Very recently, I’ve suspected that same pathetic behaviour of at least one user who asked to be anonymised and then returned with a backup account they’d set up when they saw that their “brilliance” was being increasingly Ignored. I can’t prove anything and don’t care to, but since the new account is acting the same as the old one I just put that one on Ignore, too.
As I understand it, if an account exceeds a certain level of Ignores by the community the moderator is alerted to a potential problem user. Perhaps that, combined with a flag alerting the mod to the suspicion, might prompt a quiet warning from the mod to the user in question.
I also find the forced expiration date odd. I would assume the almost no-one uses any option except for four months, on the reasonable assumption that any user obnoxious enough to make one’s list is so iredeemable that one would prefer never to hear from them again.

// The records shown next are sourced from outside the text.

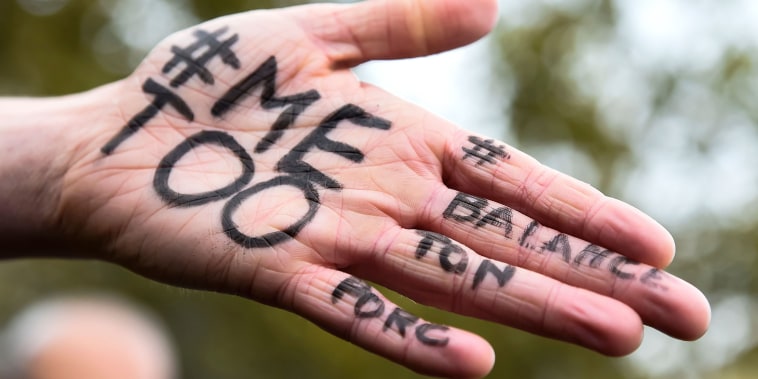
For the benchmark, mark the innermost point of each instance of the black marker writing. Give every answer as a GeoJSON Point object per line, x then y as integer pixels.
{"type": "Point", "coordinates": [368, 305]}
{"type": "Point", "coordinates": [269, 239]}
{"type": "Point", "coordinates": [484, 151]}
{"type": "Point", "coordinates": [477, 212]}
{"type": "Point", "coordinates": [503, 276]}
{"type": "Point", "coordinates": [163, 172]}
{"type": "Point", "coordinates": [471, 209]}
{"type": "Point", "coordinates": [162, 97]}
{"type": "Point", "coordinates": [293, 163]}
{"type": "Point", "coordinates": [265, 77]}
{"type": "Point", "coordinates": [448, 250]}
{"type": "Point", "coordinates": [211, 47]}
{"type": "Point", "coordinates": [617, 264]}
{"type": "Point", "coordinates": [559, 244]}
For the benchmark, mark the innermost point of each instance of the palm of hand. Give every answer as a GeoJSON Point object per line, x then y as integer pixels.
{"type": "Point", "coordinates": [251, 161]}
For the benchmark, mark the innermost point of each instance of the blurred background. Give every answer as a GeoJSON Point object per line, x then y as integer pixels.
{"type": "Point", "coordinates": [652, 101]}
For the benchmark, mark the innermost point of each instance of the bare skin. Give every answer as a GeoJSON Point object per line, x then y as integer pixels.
{"type": "Point", "coordinates": [389, 193]}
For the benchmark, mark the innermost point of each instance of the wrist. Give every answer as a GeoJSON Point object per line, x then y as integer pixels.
{"type": "Point", "coordinates": [41, 138]}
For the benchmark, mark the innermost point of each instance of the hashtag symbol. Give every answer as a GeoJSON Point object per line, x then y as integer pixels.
{"type": "Point", "coordinates": [210, 46]}
{"type": "Point", "coordinates": [485, 151]}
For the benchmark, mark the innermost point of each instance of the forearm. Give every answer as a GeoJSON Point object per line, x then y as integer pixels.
{"type": "Point", "coordinates": [39, 138]}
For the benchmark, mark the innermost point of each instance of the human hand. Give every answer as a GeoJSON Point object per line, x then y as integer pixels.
{"type": "Point", "coordinates": [243, 156]}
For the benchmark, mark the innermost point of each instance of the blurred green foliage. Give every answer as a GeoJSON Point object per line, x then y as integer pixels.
{"type": "Point", "coordinates": [549, 107]}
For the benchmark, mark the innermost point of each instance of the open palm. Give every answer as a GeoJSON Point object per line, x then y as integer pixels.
{"type": "Point", "coordinates": [243, 156]}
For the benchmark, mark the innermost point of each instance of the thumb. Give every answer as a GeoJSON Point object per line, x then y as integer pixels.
{"type": "Point", "coordinates": [390, 29]}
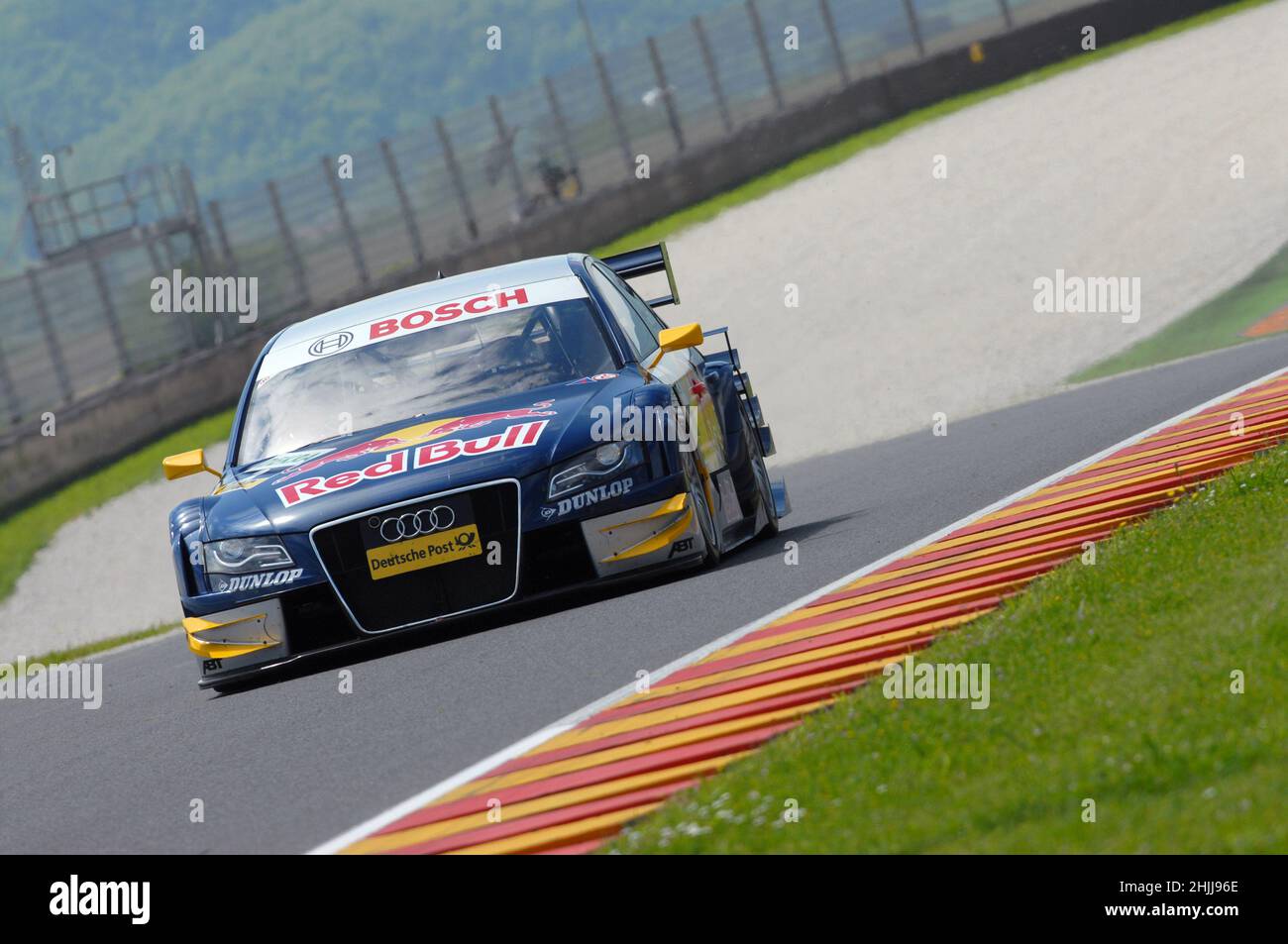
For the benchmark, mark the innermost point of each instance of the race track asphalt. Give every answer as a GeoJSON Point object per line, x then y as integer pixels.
{"type": "Point", "coordinates": [286, 765]}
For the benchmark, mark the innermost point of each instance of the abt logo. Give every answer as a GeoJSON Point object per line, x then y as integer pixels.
{"type": "Point", "coordinates": [73, 897]}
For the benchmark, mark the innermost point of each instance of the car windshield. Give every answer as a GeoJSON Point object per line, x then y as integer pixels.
{"type": "Point", "coordinates": [421, 373]}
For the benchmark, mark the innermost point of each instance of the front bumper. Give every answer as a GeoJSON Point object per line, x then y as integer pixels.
{"type": "Point", "coordinates": [629, 543]}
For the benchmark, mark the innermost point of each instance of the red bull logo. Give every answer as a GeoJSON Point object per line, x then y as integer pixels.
{"type": "Point", "coordinates": [413, 456]}
{"type": "Point", "coordinates": [416, 436]}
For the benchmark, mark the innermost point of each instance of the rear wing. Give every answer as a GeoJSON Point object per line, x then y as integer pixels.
{"type": "Point", "coordinates": [645, 262]}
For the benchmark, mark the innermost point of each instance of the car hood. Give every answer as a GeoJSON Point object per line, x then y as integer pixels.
{"type": "Point", "coordinates": [500, 438]}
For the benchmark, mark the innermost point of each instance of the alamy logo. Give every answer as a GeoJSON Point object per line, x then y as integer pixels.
{"type": "Point", "coordinates": [656, 424]}
{"type": "Point", "coordinates": [176, 294]}
{"type": "Point", "coordinates": [944, 681]}
{"type": "Point", "coordinates": [1087, 295]}
{"type": "Point", "coordinates": [75, 896]}
{"type": "Point", "coordinates": [72, 682]}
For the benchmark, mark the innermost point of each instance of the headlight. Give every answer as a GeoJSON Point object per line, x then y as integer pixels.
{"type": "Point", "coordinates": [593, 467]}
{"type": "Point", "coordinates": [245, 556]}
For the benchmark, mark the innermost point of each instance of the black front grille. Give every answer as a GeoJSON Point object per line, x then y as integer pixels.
{"type": "Point", "coordinates": [555, 558]}
{"type": "Point", "coordinates": [432, 591]}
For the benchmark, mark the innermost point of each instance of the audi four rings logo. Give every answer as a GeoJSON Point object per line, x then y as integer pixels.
{"type": "Point", "coordinates": [415, 524]}
{"type": "Point", "coordinates": [331, 344]}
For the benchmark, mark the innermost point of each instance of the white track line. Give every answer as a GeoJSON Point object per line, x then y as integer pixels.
{"type": "Point", "coordinates": [576, 717]}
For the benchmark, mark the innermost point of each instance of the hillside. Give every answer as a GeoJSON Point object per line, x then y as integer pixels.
{"type": "Point", "coordinates": [279, 81]}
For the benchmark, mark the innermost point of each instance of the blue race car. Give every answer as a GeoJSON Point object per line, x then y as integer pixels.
{"type": "Point", "coordinates": [462, 445]}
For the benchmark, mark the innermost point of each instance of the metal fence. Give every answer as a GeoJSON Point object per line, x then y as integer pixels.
{"type": "Point", "coordinates": [78, 326]}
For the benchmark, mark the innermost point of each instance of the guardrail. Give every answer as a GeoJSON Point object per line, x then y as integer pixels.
{"type": "Point", "coordinates": [549, 168]}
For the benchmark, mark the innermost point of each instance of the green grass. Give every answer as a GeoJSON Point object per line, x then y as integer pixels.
{"type": "Point", "coordinates": [832, 155]}
{"type": "Point", "coordinates": [80, 652]}
{"type": "Point", "coordinates": [1216, 323]}
{"type": "Point", "coordinates": [1108, 682]}
{"type": "Point", "coordinates": [27, 531]}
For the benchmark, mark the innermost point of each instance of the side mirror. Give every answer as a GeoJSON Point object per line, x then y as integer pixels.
{"type": "Point", "coordinates": [678, 339]}
{"type": "Point", "coordinates": [185, 464]}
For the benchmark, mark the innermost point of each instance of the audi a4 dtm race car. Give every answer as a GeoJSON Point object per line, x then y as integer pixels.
{"type": "Point", "coordinates": [462, 445]}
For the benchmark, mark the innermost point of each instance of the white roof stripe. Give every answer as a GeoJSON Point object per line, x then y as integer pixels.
{"type": "Point", "coordinates": [373, 325]}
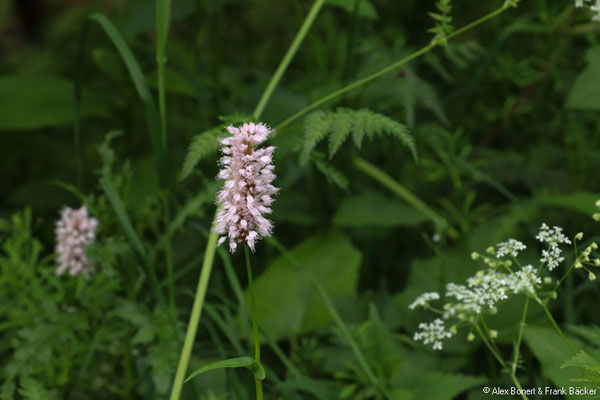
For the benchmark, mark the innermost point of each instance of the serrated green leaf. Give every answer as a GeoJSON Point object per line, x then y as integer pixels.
{"type": "Point", "coordinates": [583, 360]}
{"type": "Point", "coordinates": [239, 362]}
{"type": "Point", "coordinates": [341, 129]}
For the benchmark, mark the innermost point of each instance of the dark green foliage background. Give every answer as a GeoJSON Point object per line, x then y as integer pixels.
{"type": "Point", "coordinates": [506, 126]}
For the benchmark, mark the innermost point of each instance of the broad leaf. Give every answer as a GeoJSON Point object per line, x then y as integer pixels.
{"type": "Point", "coordinates": [286, 300]}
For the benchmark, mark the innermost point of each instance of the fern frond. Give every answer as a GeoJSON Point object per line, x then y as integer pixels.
{"type": "Point", "coordinates": [207, 142]}
{"type": "Point", "coordinates": [332, 174]}
{"type": "Point", "coordinates": [202, 146]}
{"type": "Point", "coordinates": [343, 122]}
{"type": "Point", "coordinates": [33, 390]}
{"type": "Point", "coordinates": [316, 128]}
{"type": "Point", "coordinates": [341, 127]}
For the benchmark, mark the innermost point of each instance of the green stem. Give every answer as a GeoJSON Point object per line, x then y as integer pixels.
{"type": "Point", "coordinates": [190, 335]}
{"type": "Point", "coordinates": [399, 190]}
{"type": "Point", "coordinates": [334, 313]}
{"type": "Point", "coordinates": [513, 376]}
{"type": "Point", "coordinates": [387, 69]}
{"type": "Point", "coordinates": [163, 18]}
{"type": "Point", "coordinates": [556, 327]}
{"type": "Point", "coordinates": [520, 336]}
{"type": "Point", "coordinates": [258, 382]}
{"type": "Point", "coordinates": [289, 55]}
{"type": "Point", "coordinates": [169, 260]}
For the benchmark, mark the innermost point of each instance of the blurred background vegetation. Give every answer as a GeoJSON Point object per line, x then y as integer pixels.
{"type": "Point", "coordinates": [506, 126]}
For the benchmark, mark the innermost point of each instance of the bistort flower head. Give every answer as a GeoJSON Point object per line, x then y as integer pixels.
{"type": "Point", "coordinates": [74, 231]}
{"type": "Point", "coordinates": [594, 6]}
{"type": "Point", "coordinates": [247, 193]}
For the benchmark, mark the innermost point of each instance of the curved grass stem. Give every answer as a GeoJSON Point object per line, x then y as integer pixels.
{"type": "Point", "coordinates": [257, 382]}
{"type": "Point", "coordinates": [422, 51]}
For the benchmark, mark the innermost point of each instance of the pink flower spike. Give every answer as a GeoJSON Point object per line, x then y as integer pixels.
{"type": "Point", "coordinates": [247, 191]}
{"type": "Point", "coordinates": [74, 231]}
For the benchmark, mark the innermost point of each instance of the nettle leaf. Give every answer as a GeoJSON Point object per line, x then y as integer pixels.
{"type": "Point", "coordinates": [202, 146]}
{"type": "Point", "coordinates": [37, 101]}
{"type": "Point", "coordinates": [332, 174]}
{"type": "Point", "coordinates": [365, 8]}
{"type": "Point", "coordinates": [585, 93]}
{"type": "Point", "coordinates": [239, 362]}
{"type": "Point", "coordinates": [339, 124]}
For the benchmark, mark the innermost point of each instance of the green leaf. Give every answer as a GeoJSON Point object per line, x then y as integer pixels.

I get that, but the design of this software is basically so that people can’t set up little circles and cliques using permanant ignore. IT’s viewed as an anti-pattern to communication. So, if you really want to do it, it forces it onto the user to reset the ignores each time. The feeling is, if you have a large number of people on ignore, you might not be the right fit for the particular community the discourse server is servicing.
My point is, the ignore being the way it is is an intentional design decision, and the best you can do is keep resetting it, flag people who send harassing or threatening messages, and if that’s not enough, try to convince @codinghorror to make it a permanant feature or leave the community that’s using discourse.